The live transcript labels speech by source: your microphone is Me and your system audio is Them. Words appear as they're spoken and settle into clean text a few seconds later — with punctuation, capitalization, and fewer mishears. Interim words look slightly faded until they settle.

Captions appear in the recording view and in the floating mini-window if you're using it.

Where live captions run

Live captions are private by default and on-device wherever the machine can keep up:

  • Desktops and Apple Silicon Macs — live captions run on-device. Your audio stays on your machine, with no account needed.
  • Lighter laptops — you choose:
    • On-device — same private path, but it works your CPU harder (more fan and battery).
    • Bring-your-own Deepgram key — stream live captions through your own Deepgram realtime key for a lighter footprint on the machine. This is the only place the cloud can touch transcription, and only for the live overlay.
    • Skip live captions — turn the live transcript off and take the full transcript when the call ends. Same finished result.

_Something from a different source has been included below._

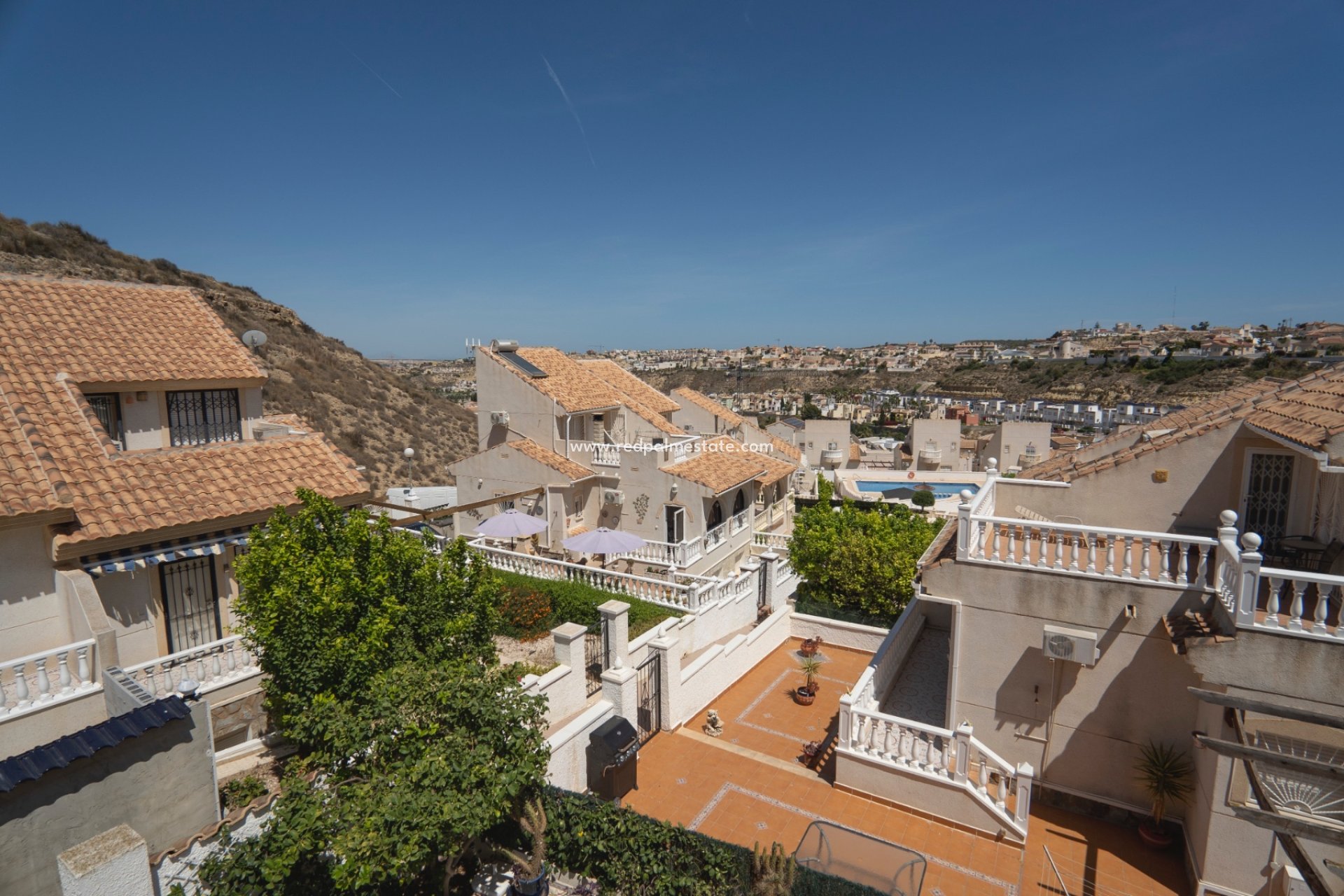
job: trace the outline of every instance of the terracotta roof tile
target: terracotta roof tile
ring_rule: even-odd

Whichever you pick, the saved transcript is finalized locally and diarization stays on-device — choosing the Deepgram live path does not send your finished transcript or your speaker labels to the cloud.

Behavior settings

Open Settings → Behavior to change how the live transcript behaves:

  • Show transcript live in the recording window — turns the live transcript on or off entirely during a recording. Recording itself is unaffected.
  • Live captions source — on a laptop, choose on-device or your Deepgram realtime key. Add the key under Settings → Providers (see Configuring AI providers).

You may see the same line twice — that's normal

During a call you might notice the same sentence appear under both Me and Them. This is expected and not a bug.

Daisy captures two independent audio streams while you record:

  • Me — your microphone.
  • Them — the system audio coming out of your speakers (the other side of the call).

Your microphone can pick up the other person's voice through your speakers, and the system stream carries it too — so the line gets transcribed twice, once on each side. This is a side effect of recording locally without joining the call as a bot.

You don't need to do anything about it. When the meeting ends, Daisy reprocesses the recording end-to-end:

  • The two streams are matched against your voiceprints to label each speaker.
  • Duplicates across Me and Them are merged into a single attributed turn.
  • The final transcript, summary, and search index all use that cleaned-up version.

The live transcript is a preview — the saved transcript is the source of truth.

Using headphones eliminates almost all of this at the source: the other side's audio never leaks back into your mic.

What changes when you stop

When you press Finish & summarize, Daisy doesn't start over. It keeps the text it already has, then sorts out who said what, removes the duplicates between Me and Them, and writes the summary. A 12-minute meeting is usually ready in about four minutes. See Transcription speed and cost for the numbers.